I'm sick and tired of paying school district administrators three times as much as the average teacher just so they can mis-manage the mis-education of my community.
Last August, the beginning of the 22/23 school year, my local school district begged every person who could possibly substitute to be a full-time teacher instead. It was the only way to fill the last dozen regular ed positions. In our small, rural district, we only have a total of 105 teachers, including SPED.
In early September 2022, the superintendent bragged to the local newspaper that every teacher position had been filled - which wasn't true! We lost so many SPED teachers that they had to use a subcontractor to provide SPED services - mostly via Zoom - and then they mainstreamed nearly every SPED kid that didn't wear diapers.
So, with nearly zero district subs left, how were classes covered this year? 7th through 12 grade teachers lost their prep periods. Elementary teachers had extra student guests nearly every day.
It was a change to the working conditions and the hard-fought contract was reopened. Teachers agreed to a higher class max, agreed to take extra students, and agreed to give up prep periods whenever necessary - all for a big bump in pay. Done and done, right?

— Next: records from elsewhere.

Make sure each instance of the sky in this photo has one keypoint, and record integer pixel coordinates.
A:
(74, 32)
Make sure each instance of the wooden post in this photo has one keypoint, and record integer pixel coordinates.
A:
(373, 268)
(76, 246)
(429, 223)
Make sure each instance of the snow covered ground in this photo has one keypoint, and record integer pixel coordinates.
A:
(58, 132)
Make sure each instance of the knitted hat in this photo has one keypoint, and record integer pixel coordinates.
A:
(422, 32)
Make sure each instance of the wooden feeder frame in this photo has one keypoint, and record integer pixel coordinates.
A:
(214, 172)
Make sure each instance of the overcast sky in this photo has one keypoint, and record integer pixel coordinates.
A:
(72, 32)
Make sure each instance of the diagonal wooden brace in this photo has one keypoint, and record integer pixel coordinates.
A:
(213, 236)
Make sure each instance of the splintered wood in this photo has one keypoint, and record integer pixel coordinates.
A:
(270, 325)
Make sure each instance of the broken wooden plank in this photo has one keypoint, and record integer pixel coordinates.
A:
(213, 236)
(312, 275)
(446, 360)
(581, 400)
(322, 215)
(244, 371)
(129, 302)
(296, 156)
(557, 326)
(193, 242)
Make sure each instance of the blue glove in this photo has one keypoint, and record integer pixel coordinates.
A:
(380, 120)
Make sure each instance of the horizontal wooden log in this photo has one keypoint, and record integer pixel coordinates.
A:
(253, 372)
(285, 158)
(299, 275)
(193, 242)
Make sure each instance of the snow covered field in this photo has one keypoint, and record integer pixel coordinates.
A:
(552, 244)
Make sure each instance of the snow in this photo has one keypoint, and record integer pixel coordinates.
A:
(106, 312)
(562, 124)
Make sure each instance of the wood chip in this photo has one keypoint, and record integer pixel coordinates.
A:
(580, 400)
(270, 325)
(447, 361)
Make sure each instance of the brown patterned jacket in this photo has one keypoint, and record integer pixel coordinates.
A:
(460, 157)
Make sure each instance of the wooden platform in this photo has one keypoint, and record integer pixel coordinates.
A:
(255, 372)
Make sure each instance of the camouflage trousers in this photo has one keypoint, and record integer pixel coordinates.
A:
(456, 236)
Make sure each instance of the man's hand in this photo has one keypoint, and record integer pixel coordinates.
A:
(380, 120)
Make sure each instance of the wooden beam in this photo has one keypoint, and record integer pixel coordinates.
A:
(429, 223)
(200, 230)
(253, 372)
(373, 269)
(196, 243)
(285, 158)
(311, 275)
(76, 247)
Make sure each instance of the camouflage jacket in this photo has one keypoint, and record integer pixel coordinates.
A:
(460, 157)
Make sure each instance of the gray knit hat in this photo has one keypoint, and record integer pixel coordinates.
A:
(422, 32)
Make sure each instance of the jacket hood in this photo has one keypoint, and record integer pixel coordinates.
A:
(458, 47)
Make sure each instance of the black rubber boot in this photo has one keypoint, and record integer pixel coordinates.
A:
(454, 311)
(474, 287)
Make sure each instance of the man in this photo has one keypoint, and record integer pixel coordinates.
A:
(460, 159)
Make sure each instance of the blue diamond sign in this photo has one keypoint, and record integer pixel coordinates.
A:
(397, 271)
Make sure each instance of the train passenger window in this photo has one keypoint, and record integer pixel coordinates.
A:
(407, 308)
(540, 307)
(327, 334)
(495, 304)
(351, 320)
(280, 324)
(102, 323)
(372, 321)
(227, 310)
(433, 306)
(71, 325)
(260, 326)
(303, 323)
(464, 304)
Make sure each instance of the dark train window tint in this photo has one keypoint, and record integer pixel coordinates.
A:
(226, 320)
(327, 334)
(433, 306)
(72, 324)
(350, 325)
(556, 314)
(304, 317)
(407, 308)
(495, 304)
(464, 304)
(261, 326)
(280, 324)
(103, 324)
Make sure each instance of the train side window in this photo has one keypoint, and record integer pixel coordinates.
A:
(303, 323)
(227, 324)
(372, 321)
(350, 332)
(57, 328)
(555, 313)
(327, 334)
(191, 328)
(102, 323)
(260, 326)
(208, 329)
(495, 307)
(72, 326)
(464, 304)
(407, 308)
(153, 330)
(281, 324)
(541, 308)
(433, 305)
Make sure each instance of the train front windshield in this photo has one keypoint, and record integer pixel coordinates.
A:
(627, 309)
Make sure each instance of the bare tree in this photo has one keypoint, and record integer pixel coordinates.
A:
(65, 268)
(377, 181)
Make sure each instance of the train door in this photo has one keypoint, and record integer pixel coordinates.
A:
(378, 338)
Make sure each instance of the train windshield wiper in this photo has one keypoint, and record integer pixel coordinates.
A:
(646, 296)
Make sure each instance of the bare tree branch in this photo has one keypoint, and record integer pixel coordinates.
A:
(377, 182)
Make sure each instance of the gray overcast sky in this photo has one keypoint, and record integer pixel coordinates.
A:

NO. The pay bump wasn't enough. Teachers are leaving and there are no subs left to beg. Most of the subs who agreed to teach are not coming back EVER. Part of it is that we didn't have enough experienced teachers to provide proper mentoring. Classrooms, hallways, cafeterias, etc were chaos.
More and more parents switched to non-district options. One third of the district's student population no longer uses our district classrooms - and all indications are that the percent will rise.
There's ZERO behavior guidance or support. We claim in our yearly LCAP report to the state to have an active District-wide MTSS, but we don't. Total lie! Nine years ago we took the grant money to provide one and simply didn't follow through. According to our district's Education Coordinator, "It's up to each teacher to provide a class system of PBIS until the district can implement a District-wide program." Yet we've been telling the state we already have one for the last eight years.
My district's best hope for next year is that enough parents choose non-district options so that they no longer need people to fill all the open positions.
How is that particular plan good for my community? Why are we paying people to break the public education system?